To those of you who have
- any experience with machine learning in general and neural networks in particular
- logic as their field of expertise or interest:
to what extent and how has the first broaden your understanding of the second?
Why I'm asking:
My background is very distant from logic as well as machine learning. Trying to bridge the gap between the field which I study and logic which I enjoy, I got myself a job involving XML, XSL, xPath and some programming. One thing led to another, a project in deep learning came along the way and now has me wanting to continue working on. Still, I keep wishing to apply for a master's program in logic, which ideally would also let me keep my student job involving the project.
Obviously, doing logic for its own sake is good enough as a reason. For my application, however, I want to arm myself with arguments beyond this one.
So far, I could only think of some ways logic helped me teaching myself and practicing the development of neural networks:
- describing the problem to choose the right model components and parameters
(In matters of classification, which I am working on: how many possible classes can there be in one dataset / in any dataset to be analyzed? How do the features defer from dataset to dataset? Are there any exceptions to be considered?) - extracting feature data by xPath queries
(Anecdotal argument, but hey - it involves considering a lot of cases relevant data can be nested in the structure of the documents my networks are developed for. Every query involves formulating precise conditions covering all of those cases.) - practical and methodical aspects of debugging
(as in: What needs to be changed in the code to allow the right conclusions about where the mistake is?)

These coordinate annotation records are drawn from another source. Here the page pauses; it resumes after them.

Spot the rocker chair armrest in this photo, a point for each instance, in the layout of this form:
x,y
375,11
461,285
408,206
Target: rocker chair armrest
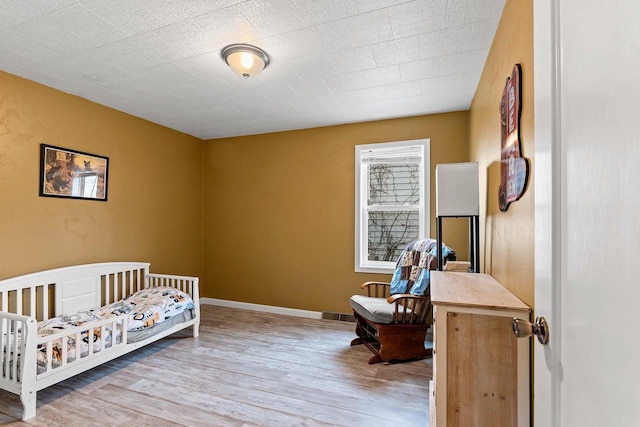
x,y
376,289
410,309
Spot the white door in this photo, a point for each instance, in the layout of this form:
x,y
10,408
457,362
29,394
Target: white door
x,y
587,190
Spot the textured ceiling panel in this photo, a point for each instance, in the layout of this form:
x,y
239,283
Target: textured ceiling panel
x,y
332,61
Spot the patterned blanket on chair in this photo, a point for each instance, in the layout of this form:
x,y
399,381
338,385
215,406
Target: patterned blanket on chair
x,y
412,270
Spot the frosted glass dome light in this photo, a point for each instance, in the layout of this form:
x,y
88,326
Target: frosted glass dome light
x,y
245,60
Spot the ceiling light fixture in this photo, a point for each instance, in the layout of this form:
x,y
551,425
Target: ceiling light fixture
x,y
245,60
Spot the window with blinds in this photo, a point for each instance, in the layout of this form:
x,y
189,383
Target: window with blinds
x,y
391,201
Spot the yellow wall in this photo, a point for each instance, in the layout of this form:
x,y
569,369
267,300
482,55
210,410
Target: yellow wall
x,y
506,237
279,210
154,207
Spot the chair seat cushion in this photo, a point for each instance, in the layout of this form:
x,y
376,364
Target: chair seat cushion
x,y
376,310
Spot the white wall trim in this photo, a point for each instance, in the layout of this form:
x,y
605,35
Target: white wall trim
x,y
264,308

Also, neural networks have influenced my philosophical notion of logic:
- Machine learning can mean working with crisp and fuzzy truth values at the same time. (Networks trained for classification compare ground-truth labels coded as binary vectors with ones containing probabilities. The lather could just as well be understood as fuzzy truth-values.)
- Those truth values can just as well serve as features of the instances whose classifications bear them.
(In early stages of building networks, you can try feeding them with the same one-hot vectors as input (the "features" being 0s and 1s) which later are to be compared with the output)
Not very solid arguments, I have to admit. But, as I know that there are pretty serious logicians among you people, I'd be glad to get to know your perspective.